How Model Use Has Changed in 2025

From ‘Naked’ Model Endpoints to Tool-Using, Reasoning Environment Endpoints

I was poking around LiteLLM’s Github repository and stumbled upon an interesting file. model_prices_and_context_window.json is a registry of all the models and inference providers you can call with LiteLLM. This is the core value of LiteLLM, wrapping this diverse array of models behind a consistent yet capable API, allowing applied AI builders to swap out models and providers without a major code rewrite.

This registry file is impressive, and well communicates the value of LiteLLM. It’s over 30,000 lines detailing over 2,000 model and provider combinations. At the top of the JSON file, LiteLLM provides a sample_spec, their schema for the information they store for each model. Curious, I poked into the repository’s commit history to see how this schema has evolved over the months.
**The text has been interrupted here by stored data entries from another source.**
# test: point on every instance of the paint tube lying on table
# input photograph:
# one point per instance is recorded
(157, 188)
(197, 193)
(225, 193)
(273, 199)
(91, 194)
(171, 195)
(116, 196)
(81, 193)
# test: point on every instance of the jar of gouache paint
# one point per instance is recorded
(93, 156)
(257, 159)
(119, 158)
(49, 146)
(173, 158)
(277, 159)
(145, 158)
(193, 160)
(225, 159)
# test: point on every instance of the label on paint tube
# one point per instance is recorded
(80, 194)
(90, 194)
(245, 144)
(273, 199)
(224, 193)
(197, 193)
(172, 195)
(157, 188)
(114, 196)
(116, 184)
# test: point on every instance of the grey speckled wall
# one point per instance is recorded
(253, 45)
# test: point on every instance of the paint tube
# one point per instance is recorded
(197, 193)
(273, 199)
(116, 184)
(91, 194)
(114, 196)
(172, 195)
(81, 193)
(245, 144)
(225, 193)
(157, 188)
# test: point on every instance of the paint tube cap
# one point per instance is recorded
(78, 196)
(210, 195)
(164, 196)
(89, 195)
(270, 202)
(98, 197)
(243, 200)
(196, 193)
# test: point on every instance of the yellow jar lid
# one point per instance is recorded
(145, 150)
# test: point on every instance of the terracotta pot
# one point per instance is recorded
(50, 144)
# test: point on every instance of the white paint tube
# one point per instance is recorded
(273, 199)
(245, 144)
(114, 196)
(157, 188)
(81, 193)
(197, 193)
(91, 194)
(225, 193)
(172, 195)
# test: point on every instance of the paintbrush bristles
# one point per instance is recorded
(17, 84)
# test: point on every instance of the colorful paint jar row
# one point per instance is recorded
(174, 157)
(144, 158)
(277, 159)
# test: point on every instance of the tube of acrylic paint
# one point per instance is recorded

And boy if this isn’t the story of LLMs in 2025:

On the left is the schema on January 1st, 2025. On the right is the schema today. The orange lines were added in 2025. The schema has doubled in size, as more and more tools and logic has been embedded in models and their providers. We aren’t just asking for text completion or chat, a good chunk of us are now hitting a single endpoint that can execute code, use a computer, manipulate files, and search the web. These types of calls are being made to an appliance, not a function, complete with its own environment to complete a task.

2025 may not have been the year of the agent, but perhaps it was the year of the tool.

Now, of course, this isn’t everyone. Such an appliance is essentially a blackbox that is difficult to eek reliability out of, if your agent or application is struggling. We still have and use ‘naked’ inference calls all the time.

But for human-in-the-loop chat apps, the surface area of what happens behind a model call is growing in size and structure.